La sceneggiata è puntualmente replicata anche quest'anno (taglio previsto di 250 milioni di euro ed immediato <<DIETROFRONT!>> senza neanche il minimo sforzo da parte di quelle che, oramai, potremmo tranquillamente chiamare "gerarchie scolastiche" che hanno grandi interessi nel mantenere aperte (a spese dello Stato) i loro istituti privati (i quali, a dirla tutta, camperebbero più che dignitosamente anche con i soli introiti provenienti dalle salatissime rette, alle quali i "papi" di novelli pariolini sono "obbligati" per garantire un'istruzione "fuori dalla massa" ai loro cucciolotti, troppo borghesi per esser mescolati alla marmaglia di una scuola pubblica.

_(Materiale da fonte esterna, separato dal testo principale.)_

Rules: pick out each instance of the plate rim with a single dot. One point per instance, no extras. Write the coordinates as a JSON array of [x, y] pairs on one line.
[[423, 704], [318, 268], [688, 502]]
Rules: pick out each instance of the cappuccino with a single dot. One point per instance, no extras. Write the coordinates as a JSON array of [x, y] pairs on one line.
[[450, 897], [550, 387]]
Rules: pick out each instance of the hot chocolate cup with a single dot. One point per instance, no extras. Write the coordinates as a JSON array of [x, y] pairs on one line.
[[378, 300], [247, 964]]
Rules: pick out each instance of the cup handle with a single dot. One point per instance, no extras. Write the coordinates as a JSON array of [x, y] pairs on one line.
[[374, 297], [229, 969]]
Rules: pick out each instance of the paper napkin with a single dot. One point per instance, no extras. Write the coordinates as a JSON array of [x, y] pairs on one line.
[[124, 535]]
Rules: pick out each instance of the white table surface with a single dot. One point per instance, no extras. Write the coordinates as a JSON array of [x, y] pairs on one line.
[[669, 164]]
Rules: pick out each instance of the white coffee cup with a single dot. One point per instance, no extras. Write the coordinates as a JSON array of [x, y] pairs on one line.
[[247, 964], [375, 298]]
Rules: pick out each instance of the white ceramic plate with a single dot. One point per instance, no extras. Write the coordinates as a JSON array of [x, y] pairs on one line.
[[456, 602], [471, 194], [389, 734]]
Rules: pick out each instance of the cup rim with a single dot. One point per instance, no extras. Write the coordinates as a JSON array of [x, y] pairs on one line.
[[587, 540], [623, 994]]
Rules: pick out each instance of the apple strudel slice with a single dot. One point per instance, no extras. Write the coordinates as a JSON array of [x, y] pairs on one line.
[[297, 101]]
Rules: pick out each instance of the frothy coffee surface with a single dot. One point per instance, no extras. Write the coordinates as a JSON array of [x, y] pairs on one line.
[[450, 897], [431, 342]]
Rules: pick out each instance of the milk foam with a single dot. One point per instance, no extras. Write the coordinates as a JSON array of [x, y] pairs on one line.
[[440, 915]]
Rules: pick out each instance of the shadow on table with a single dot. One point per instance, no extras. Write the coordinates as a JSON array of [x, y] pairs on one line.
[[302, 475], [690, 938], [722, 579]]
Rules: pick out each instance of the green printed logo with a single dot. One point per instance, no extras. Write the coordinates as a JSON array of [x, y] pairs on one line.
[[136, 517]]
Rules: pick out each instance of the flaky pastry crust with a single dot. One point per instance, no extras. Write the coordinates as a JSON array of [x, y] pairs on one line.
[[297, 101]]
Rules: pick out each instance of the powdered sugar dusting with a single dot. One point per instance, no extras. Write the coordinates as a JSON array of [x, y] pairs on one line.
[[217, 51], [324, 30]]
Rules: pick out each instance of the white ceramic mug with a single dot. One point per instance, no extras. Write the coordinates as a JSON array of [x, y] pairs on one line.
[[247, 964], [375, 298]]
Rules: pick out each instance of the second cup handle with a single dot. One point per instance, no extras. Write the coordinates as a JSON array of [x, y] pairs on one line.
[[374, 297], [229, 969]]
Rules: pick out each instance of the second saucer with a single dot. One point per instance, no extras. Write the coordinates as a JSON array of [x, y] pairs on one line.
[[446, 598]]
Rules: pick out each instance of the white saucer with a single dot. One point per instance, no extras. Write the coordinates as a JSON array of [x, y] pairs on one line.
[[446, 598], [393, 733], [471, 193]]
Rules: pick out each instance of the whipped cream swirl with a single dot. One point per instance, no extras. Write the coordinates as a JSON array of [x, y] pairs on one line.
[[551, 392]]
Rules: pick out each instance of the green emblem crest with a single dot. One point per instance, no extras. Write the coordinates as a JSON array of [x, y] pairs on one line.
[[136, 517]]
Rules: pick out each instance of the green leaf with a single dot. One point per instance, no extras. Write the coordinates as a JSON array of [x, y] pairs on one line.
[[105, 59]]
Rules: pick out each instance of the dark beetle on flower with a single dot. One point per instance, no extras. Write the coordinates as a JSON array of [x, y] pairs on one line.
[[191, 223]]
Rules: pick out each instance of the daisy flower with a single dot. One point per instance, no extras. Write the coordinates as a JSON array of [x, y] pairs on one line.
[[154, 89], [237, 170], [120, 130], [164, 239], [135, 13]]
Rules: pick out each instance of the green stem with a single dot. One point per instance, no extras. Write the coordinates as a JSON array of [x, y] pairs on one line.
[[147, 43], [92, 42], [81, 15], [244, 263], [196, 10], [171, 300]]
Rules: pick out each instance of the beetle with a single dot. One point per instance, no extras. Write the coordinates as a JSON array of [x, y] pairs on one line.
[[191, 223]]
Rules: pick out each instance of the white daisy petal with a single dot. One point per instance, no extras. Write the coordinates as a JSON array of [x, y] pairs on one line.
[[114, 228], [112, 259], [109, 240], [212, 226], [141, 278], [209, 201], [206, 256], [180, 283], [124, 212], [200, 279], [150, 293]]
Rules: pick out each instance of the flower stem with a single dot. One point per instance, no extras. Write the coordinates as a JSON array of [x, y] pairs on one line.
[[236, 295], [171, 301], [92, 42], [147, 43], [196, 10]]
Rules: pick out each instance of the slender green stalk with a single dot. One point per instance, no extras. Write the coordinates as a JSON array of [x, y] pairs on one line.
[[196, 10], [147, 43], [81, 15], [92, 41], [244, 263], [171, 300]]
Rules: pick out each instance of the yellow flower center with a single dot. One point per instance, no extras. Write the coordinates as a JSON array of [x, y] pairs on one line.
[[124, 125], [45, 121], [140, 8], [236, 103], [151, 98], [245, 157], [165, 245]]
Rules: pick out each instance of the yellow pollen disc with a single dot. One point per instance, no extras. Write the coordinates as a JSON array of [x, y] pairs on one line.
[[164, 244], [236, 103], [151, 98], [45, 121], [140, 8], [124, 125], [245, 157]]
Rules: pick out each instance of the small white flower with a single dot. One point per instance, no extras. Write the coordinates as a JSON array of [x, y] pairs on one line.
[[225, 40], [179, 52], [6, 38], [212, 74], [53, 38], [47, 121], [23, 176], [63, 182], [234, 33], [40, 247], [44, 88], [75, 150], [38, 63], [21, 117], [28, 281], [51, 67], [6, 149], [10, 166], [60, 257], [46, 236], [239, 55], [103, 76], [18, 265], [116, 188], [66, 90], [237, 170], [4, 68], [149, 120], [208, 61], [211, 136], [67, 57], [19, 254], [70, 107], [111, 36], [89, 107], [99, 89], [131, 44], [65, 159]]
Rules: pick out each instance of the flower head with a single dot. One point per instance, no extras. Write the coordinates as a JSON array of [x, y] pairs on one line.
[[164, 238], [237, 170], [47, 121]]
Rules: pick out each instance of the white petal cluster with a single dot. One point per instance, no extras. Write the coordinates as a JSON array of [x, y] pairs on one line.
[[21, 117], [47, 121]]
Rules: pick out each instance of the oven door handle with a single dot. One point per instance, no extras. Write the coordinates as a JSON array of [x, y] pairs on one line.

E s'è vero che il mito s'incarna nella lotta, la gente di questo stato dovrebbe dilaniare l'immobilismo che la contraddistingue da anni, ribellarsi e scendere in piazza davanti l'ennesimo sopruso subito o programmato, che come una scure si agita sulle teste delle generazioni che verranno: È QUESTA L'ITALIA CHE VOGLIAMO LASCIARE AI NOSTRI FIGLI?
E naturalmente, mentre la scuola privata si prende la sua consistente fetta di torta invariata, rimangono, in tutta la loro drammaticità, i tagli alla scuola pubblica, a cui vengono sottratte anche le ultime bricioline rimaste a conferma dell'intenzione di questo governo di centrodestra di spingere sull'acceleratore in direzione di una totale privatizzazione della scuola, della ricerca, della sanità, dei trasporti ed in tutti gli altri settori (della conoscenza e non solo) che un tempo erano giudicati senza scandalo COSA PUBBLICA. Beni che ogni stato con la "S" maiuscola si guarderebbe bene dallo svendere al miglior offerente; ma non in Italia.